Since the first varicocelectomy was demonstrated to improve semen parameters in 1952 (23), researchers have extensively tested this treatment. It is well known that microsurgical varicocelectomy improves semen parameters (24). The number of veins ligated intraoperatively did not appear to impact this improvement in this investigation.

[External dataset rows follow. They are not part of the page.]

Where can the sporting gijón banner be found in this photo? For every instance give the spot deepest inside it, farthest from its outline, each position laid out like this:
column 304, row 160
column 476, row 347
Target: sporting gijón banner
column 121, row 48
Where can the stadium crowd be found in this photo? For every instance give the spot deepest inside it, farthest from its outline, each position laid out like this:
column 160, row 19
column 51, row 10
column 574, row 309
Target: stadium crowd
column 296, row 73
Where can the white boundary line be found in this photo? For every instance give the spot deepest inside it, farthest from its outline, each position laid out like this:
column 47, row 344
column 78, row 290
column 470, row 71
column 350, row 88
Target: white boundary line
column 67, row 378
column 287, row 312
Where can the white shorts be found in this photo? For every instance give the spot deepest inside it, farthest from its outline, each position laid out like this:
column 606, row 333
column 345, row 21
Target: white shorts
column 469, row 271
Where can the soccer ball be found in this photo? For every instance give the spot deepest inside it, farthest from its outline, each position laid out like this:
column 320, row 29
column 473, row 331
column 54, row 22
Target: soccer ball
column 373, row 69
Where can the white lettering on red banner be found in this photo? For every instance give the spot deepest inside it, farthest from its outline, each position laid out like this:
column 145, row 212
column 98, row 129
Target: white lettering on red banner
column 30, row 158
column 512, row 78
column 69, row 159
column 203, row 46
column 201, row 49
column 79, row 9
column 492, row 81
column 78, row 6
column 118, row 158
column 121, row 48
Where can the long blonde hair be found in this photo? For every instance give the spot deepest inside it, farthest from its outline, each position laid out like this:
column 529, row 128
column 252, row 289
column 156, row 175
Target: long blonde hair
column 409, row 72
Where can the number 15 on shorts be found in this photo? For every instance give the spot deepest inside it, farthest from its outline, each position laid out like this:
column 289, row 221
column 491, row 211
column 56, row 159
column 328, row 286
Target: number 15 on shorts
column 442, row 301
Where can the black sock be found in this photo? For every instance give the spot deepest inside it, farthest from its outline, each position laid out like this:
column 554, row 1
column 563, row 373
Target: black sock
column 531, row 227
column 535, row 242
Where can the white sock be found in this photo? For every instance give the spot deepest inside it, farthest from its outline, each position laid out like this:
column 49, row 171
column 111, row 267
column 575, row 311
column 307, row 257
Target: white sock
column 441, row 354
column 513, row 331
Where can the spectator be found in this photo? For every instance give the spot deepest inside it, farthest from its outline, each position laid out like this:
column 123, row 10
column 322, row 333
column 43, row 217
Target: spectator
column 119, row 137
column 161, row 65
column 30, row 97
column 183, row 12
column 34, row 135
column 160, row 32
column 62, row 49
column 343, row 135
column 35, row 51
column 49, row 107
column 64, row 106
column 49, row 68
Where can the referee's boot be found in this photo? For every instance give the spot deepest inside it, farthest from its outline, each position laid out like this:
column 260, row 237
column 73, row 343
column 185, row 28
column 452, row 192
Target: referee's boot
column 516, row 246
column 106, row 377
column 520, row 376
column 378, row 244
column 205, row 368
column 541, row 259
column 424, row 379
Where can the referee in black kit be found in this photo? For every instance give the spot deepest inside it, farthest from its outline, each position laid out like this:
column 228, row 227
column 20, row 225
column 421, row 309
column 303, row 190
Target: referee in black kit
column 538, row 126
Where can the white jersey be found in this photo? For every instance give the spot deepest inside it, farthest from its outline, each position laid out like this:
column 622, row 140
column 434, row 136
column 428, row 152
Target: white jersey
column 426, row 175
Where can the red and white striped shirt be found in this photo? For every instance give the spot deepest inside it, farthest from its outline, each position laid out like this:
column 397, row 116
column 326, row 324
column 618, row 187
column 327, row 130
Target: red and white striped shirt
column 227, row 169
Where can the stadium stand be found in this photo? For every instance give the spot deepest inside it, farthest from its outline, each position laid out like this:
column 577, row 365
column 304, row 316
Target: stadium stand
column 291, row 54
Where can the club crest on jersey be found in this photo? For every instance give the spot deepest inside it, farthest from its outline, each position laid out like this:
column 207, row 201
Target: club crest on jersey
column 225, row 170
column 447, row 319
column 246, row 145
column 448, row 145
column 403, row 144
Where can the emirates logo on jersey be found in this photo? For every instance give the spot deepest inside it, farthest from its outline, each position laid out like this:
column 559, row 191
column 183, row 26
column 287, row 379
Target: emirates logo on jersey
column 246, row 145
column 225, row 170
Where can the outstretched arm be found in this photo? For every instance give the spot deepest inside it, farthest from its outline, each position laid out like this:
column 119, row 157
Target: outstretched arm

Subinguinal varicocelectomy under a microscope is now the most successful treatment for varicocele (25). As already indicated, the possibility of harming the spermatic artery, which might hinder spermatogenesis, is one of the biggest obstacles surgeons must overcome (26). Doppler ultrasound is currently utilized during surgery to prevent this problem, but just a few hospitals use it, and its availability is restricted in many parts of Iran. It is necessary to find a more efficient and less expensive technique. Overall, the combination of hydrodissection with papaverine demonstrated superior surgical outcomes in infertile patients compared to other investigated methods. This improvement is attributed to enhanced surgical visualization, increased surgeon precision, and better differentiation of spermatic cord elements.
5.1. Limitation
Several constraints should be considered when interpreting the findings of this study. First, the primary outcome relied on semen analysis parameters, which serve as a surrogate marker for future pregnancy; a comprehensive evaluation would require a longitudinal investigation tracking actual conception rates. Second, the sample size of the current study may have been inadequate to definitively detect clinically meaningful differences between the groups. While statistical findings benefit from increased sample accuracy with larger cohorts, reported variations in certain statistics suggest that the study was potentially underpowered. Consequently, further research utilizing a larger sample size is warranted. Third, the study's narrow scope constitutes a major drawback. Outcome variability may be influenced by various uncontrolled factors, including the surgical technique employed, surgeon proficiency (speed), and the amenities/facilities of the treatment centers, all of which were not standardized. Finally, a key methodological limitation was the statistically significant difference observed between groups regarding the baseline variables of employment status and BMI. Although attempts were made to control for these, future studies are advised to employ more sensitive matching strategies to ensure robust group comparability.
5.2. Conclusions
The combination of papaverine and hydrodissection in unilateral inguinal varicocelectomy led to improved semen parameters, including sperm motility and count, despite a slightly longer operative time. No postoperative complications were reported. Moreover, this technique reduced the need for advanced imaging modalities like Doppler ultrasound and microscopes, although the risk of vascular injury remained and the use of vasodilators such as papaverine was still necessary.